Research From University Of Innsbruck Austria Reveals ChatGPT's Weaknesses In Understanding Time Related
JAKARTA - A research team from the University of Innsbruck in Austria has developed a method to determine how well artificial intelligence (AI) systems can understand 'temporal validity,' a parameter that could have a significant impact on the use of generative AI products such as ChatGPT in the fintech sector.
temporal validity refers to how relevant certain statements are to other statements over time. Basically, this refers to the time-based value of the paired statement.

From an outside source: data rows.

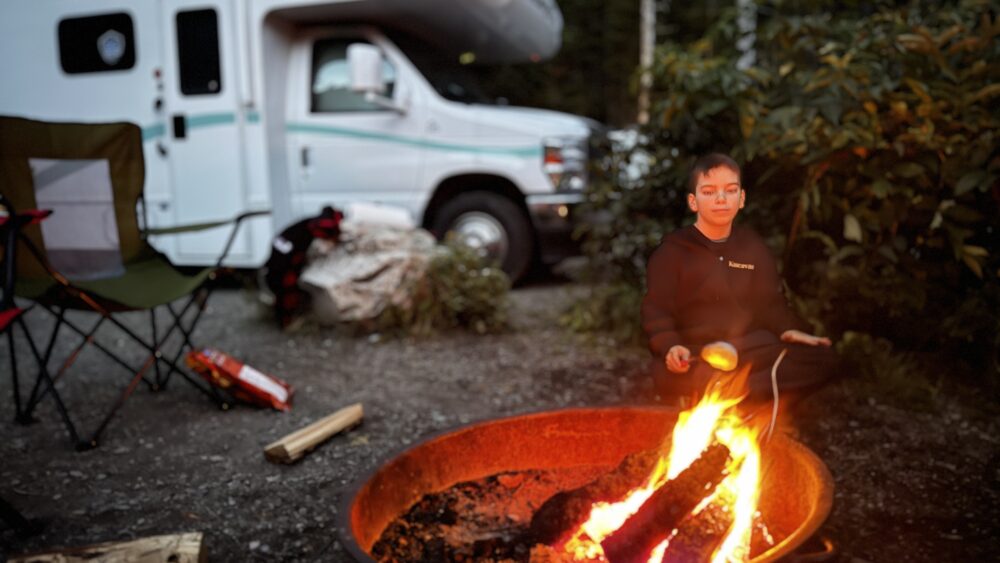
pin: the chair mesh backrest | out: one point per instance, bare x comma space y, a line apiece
91, 176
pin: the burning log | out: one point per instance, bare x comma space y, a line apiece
666, 508
699, 535
564, 512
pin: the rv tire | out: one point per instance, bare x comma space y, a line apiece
494, 225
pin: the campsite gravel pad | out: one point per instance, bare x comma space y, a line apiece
910, 485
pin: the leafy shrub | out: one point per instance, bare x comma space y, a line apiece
871, 163
458, 292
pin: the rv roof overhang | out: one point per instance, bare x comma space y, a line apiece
495, 31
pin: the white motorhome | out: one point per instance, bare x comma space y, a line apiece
257, 104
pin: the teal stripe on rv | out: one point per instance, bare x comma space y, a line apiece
208, 119
153, 131
525, 151
195, 121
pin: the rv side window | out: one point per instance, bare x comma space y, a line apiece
96, 43
198, 52
331, 79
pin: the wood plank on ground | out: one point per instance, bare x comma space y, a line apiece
177, 548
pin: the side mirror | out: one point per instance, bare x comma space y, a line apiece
365, 63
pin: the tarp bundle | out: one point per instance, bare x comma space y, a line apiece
373, 267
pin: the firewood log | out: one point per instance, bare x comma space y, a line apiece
565, 511
666, 508
699, 535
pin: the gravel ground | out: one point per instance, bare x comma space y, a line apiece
910, 486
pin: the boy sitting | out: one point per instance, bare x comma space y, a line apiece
716, 281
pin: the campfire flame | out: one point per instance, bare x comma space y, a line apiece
714, 418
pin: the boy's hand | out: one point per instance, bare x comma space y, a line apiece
799, 337
678, 359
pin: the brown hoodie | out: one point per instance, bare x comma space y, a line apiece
699, 291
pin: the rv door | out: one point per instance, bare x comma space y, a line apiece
349, 149
204, 124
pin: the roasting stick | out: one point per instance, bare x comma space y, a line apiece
295, 445
774, 387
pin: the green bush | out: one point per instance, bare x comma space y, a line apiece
871, 163
459, 292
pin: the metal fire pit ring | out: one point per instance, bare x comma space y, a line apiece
796, 494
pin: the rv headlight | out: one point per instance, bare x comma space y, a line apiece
564, 161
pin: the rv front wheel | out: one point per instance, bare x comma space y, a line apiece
493, 225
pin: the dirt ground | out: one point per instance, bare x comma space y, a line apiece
910, 486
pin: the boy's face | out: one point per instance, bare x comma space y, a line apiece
717, 196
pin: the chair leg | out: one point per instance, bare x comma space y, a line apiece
43, 375
152, 327
18, 416
95, 437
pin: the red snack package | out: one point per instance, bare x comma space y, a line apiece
244, 382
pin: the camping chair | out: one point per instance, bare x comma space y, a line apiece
93, 254
11, 315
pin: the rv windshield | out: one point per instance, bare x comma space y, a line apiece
450, 79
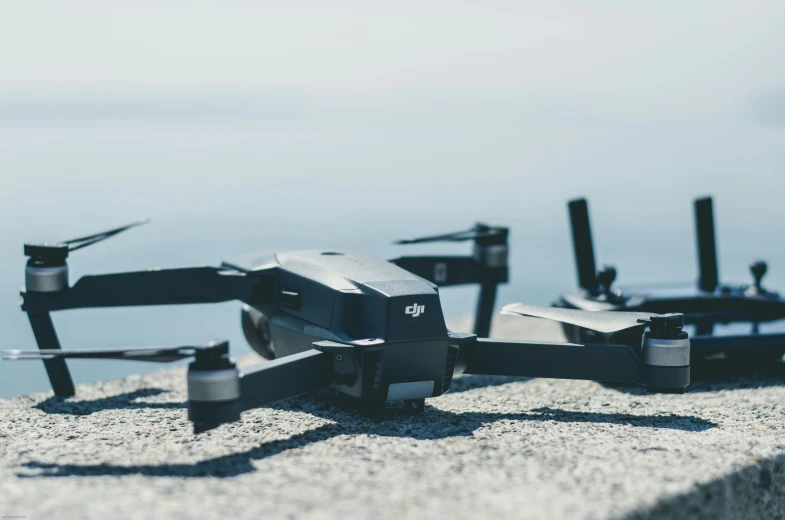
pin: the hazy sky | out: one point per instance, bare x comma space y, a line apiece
641, 55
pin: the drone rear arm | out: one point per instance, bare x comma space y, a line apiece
153, 287
596, 362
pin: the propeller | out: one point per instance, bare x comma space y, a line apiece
605, 322
478, 232
60, 250
79, 243
154, 354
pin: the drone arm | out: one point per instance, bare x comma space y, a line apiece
218, 396
156, 287
285, 377
596, 362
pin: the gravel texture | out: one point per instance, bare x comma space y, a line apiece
494, 447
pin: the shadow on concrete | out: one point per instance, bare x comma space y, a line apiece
127, 401
754, 491
716, 376
434, 424
470, 382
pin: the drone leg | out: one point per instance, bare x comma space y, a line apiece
485, 303
56, 369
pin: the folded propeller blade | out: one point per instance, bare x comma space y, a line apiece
78, 243
154, 354
605, 322
478, 231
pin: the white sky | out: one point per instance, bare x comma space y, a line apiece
641, 49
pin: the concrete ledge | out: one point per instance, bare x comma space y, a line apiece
493, 447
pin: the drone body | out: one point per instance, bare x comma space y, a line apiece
704, 305
366, 327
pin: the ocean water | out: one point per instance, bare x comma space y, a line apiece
221, 179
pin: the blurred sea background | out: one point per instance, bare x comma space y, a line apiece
277, 125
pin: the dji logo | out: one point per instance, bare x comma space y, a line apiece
415, 310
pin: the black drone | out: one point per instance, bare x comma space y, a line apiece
368, 328
704, 305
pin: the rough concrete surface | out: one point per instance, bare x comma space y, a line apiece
495, 447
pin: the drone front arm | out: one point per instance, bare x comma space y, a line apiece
156, 287
596, 362
285, 377
218, 396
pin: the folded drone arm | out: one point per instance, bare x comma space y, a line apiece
152, 287
156, 287
596, 362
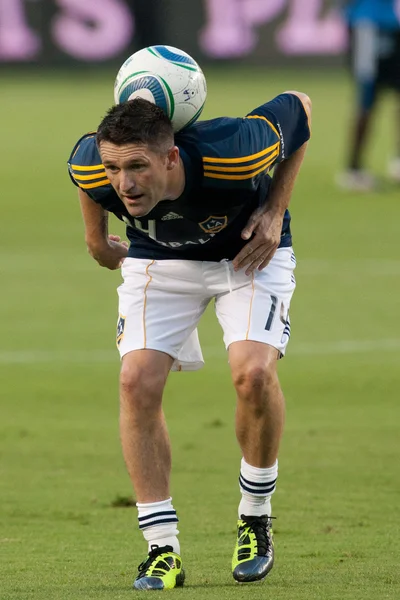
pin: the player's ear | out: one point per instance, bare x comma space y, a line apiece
172, 157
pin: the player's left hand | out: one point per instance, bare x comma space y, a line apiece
265, 227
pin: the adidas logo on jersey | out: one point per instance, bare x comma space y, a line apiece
170, 216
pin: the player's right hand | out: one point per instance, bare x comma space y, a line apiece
112, 254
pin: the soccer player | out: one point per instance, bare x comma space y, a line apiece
205, 221
375, 57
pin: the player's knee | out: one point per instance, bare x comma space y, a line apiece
140, 391
254, 380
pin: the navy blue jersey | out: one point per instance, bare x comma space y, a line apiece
381, 12
226, 163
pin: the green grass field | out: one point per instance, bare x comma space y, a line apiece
337, 502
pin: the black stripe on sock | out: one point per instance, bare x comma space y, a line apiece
159, 514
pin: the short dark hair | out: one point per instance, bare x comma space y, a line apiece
136, 121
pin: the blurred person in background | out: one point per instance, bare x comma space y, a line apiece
205, 221
374, 28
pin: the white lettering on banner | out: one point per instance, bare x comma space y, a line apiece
86, 29
306, 32
230, 29
17, 40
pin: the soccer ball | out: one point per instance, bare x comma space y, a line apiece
166, 76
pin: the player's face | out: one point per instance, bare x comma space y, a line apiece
138, 174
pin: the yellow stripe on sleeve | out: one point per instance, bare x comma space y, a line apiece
238, 177
86, 177
242, 159
92, 168
241, 169
89, 186
264, 119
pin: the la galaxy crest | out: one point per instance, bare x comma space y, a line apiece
214, 224
120, 329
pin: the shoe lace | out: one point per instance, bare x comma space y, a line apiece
260, 526
154, 552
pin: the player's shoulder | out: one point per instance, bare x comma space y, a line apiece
84, 164
235, 150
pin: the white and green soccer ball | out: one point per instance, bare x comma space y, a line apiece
166, 76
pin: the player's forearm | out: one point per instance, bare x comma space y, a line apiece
283, 181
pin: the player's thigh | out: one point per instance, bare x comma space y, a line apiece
160, 304
257, 308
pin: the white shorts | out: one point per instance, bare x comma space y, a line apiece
161, 303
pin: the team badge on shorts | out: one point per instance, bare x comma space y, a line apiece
214, 224
120, 329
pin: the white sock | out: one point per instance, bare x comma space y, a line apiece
158, 522
257, 486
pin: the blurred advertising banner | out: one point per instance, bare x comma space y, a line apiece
55, 32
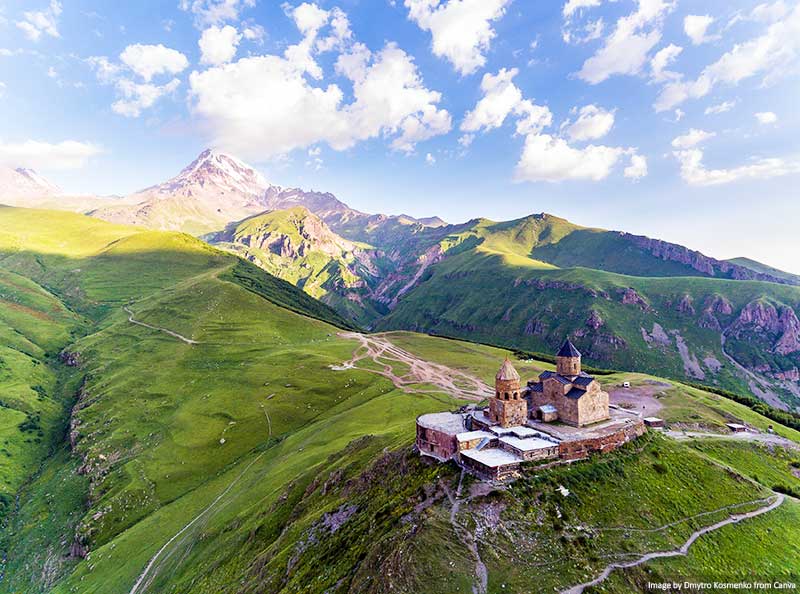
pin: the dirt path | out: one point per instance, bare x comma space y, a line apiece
777, 500
769, 438
383, 352
153, 567
469, 540
640, 399
133, 320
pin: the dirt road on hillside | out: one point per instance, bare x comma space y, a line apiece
133, 320
384, 353
776, 501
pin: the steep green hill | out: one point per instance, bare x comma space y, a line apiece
217, 443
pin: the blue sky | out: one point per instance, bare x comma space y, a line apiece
671, 119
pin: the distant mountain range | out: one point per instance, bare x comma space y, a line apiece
627, 301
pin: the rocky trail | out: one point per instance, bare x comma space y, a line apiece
133, 320
775, 502
768, 438
468, 539
384, 353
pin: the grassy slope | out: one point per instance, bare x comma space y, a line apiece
154, 410
504, 298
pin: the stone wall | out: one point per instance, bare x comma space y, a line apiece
593, 407
580, 449
436, 443
508, 413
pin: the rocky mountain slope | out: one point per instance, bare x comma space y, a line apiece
628, 301
189, 426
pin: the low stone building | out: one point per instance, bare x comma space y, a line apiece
563, 416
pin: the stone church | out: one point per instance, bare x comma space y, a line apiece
568, 394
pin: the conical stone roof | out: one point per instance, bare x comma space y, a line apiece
568, 350
507, 372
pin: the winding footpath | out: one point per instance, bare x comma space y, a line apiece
133, 320
777, 500
382, 351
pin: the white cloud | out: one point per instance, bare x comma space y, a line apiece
625, 51
771, 55
766, 117
695, 173
719, 107
38, 22
390, 100
150, 60
465, 140
501, 98
637, 168
593, 122
218, 45
573, 6
549, 158
137, 97
696, 26
663, 58
254, 33
461, 29
69, 154
215, 12
692, 138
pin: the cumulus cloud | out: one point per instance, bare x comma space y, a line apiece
766, 117
150, 60
138, 97
145, 61
769, 55
637, 168
593, 122
573, 6
501, 98
461, 29
719, 107
692, 138
389, 99
696, 26
36, 23
545, 157
626, 49
69, 154
663, 58
695, 173
549, 158
215, 12
218, 45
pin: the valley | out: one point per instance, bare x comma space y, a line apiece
195, 423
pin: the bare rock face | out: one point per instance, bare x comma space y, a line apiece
685, 305
765, 318
671, 252
594, 321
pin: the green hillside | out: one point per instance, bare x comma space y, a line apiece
200, 433
763, 268
528, 283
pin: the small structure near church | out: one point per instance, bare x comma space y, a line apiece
563, 416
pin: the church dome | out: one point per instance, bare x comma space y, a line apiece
507, 372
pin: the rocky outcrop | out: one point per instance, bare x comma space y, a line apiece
670, 252
631, 297
685, 305
777, 323
594, 321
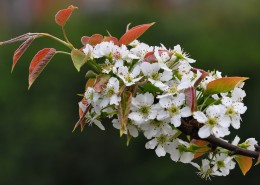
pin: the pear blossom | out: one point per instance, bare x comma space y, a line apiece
110, 93
223, 164
143, 108
129, 78
154, 76
215, 121
178, 151
160, 142
155, 127
173, 109
130, 128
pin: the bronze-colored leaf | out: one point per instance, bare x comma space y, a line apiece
134, 33
20, 51
63, 15
39, 62
222, 85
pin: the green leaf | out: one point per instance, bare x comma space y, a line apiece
148, 87
223, 85
244, 162
78, 58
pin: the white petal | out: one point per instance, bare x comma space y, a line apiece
98, 123
162, 115
132, 130
236, 141
185, 112
236, 121
186, 157
165, 102
204, 131
224, 121
175, 155
150, 133
200, 117
136, 117
160, 151
226, 101
176, 120
166, 76
151, 144
114, 100
116, 124
136, 71
239, 107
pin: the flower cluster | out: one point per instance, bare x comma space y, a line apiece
144, 89
182, 111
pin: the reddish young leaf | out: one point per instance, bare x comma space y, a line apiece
134, 33
110, 38
245, 163
200, 151
190, 97
78, 58
95, 39
149, 57
39, 62
223, 85
20, 51
16, 39
63, 15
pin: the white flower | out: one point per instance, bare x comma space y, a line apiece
223, 164
173, 109
178, 151
215, 121
110, 93
179, 54
152, 72
205, 170
91, 95
93, 118
142, 108
88, 50
156, 127
128, 77
161, 142
130, 128
251, 142
141, 49
238, 95
162, 59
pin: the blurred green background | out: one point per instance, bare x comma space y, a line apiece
37, 145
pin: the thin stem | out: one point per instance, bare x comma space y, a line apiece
53, 37
190, 127
63, 52
65, 36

An AI evaluated based on its ability to predict temporal validity will be given a series of statements and requested to choose the most closely related one at all times.
In a recently published pre-print research paper entitled "Tempural Validity Change Prediction," Georg Wenzel and Adam Jatowt used an example of a statement in which a person was declared to be reading a book on a bus.
In that example, the most valid context statement is "I only have a few more pages left, then I'm done." As the target statement shows bus passengers currently reading books, the other two statements are deemed irrelevant.
SEE ALSO:
Researchers created labelled datasets from training examples, which they use to build benchmarking tasks for big language models (LLM). They chose ChatGPT as the basic model for testing due to its popularity among users and found that its performance was below standard compared to less general models.
"CHATGPT is included in a low-performance model, which is consistent with other studies of TCS understanding. Its shortcomings may be due to a cow-shot learning approach and a lack of knowledge of the specific characteristics of the dataset," the researchers said.
This shows that a situation where temporal validity plays a role in determining the versatility or accuracy, such as in producing news articles or evaluating financial markets, will likely be better handled by targeted AI models than more general services such as ChatGPT.
The researchers also showed that experiments with temporal value change predictions during the LLM training cycle could potentially result in a higher score on the benchmarking task of temporal change.
While the paper does not specifically discuss the implications beyond the experiment itself, one of the current limitations of the generative AI system is the lack of the ability to distinguish between past and present events in a literature corpus.
Teaching these systems how to determine the most relevant statements across the corpus, with actual factors determining, could revolutionize the AI model's ability to make strong real-time predictions in large-scale sectors such as crypto markets and stocks.